O cavalo relinchou alegremente à vista da jovem, e se deixou ser acariciado por alguns instantes, enquanto seu dono, já recuperado do ligeiro susto de perder de vista sua amada, olhava de soslaio e cabeça baixa.

- Achei que você não viesse. – ele disse baixinho

Merope respondeu-lhe com um olhar profundo, que continha toda a sua tristeza, emoção e indignação.

Como ele esperava que não fugisse, quando todo o seu mundo de resumia a ele?
Como ele achava que ela não o esperaria, se o amava acima de todas as coisas mundanas?
Como podia ele, o ser mais amado do Universo, esperar não continuar a ser tão amado, se era justamente o que sua mera existência exigia?

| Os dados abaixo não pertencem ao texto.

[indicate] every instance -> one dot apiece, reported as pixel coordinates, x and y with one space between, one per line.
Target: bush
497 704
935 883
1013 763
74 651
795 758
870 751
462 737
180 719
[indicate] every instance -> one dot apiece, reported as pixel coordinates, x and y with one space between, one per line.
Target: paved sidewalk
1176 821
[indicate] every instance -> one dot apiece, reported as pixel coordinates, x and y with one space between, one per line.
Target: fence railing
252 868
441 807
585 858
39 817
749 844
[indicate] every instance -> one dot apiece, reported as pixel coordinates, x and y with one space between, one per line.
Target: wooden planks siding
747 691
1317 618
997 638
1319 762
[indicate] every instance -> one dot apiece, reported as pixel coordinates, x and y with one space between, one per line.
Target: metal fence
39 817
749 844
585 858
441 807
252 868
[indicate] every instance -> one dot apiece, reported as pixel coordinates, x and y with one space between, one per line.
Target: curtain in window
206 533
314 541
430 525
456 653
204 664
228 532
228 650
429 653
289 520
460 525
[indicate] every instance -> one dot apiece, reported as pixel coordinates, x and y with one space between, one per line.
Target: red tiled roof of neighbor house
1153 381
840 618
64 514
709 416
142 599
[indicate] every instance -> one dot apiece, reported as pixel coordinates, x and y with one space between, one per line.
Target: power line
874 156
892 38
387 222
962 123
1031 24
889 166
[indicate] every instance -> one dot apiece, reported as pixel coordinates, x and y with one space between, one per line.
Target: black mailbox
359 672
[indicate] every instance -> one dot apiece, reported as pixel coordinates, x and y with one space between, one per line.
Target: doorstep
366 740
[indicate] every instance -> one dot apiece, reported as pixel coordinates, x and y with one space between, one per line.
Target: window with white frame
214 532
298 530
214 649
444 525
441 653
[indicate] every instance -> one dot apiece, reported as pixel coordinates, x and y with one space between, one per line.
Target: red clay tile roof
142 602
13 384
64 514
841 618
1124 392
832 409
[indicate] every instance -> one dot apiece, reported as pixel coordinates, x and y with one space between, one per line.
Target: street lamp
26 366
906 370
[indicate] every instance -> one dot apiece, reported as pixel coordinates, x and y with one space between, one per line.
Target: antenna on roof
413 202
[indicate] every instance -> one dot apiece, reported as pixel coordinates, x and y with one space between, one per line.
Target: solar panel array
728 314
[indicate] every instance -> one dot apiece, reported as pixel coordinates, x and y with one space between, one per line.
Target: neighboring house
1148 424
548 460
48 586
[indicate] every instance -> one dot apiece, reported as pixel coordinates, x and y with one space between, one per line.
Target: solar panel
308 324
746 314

Ele ofereceu o próprio corpo como apoio para que ela subisse no cavalo, mas Merope recusou. Subiu na sela com um impulso próprio, surpreendendo-se de ser capaz de subir no animal sem qualquer ajuda.

- Para onde vamos? – perguntou

Ele respondeu com um meneio de ombros e fez com que ela agarrasse em sua cintura.

- Estou levando algum dinheiro, mas acho que podemos nos arranjar por lá.

Chegaram em Londres ao anoitecer daquele mesmo dia.

[/i]

Quando lembrava daquele dia, Merope ainda sentia algumas lágrimas teimosas escorrendo para os cantos de seus olhos cinzentos.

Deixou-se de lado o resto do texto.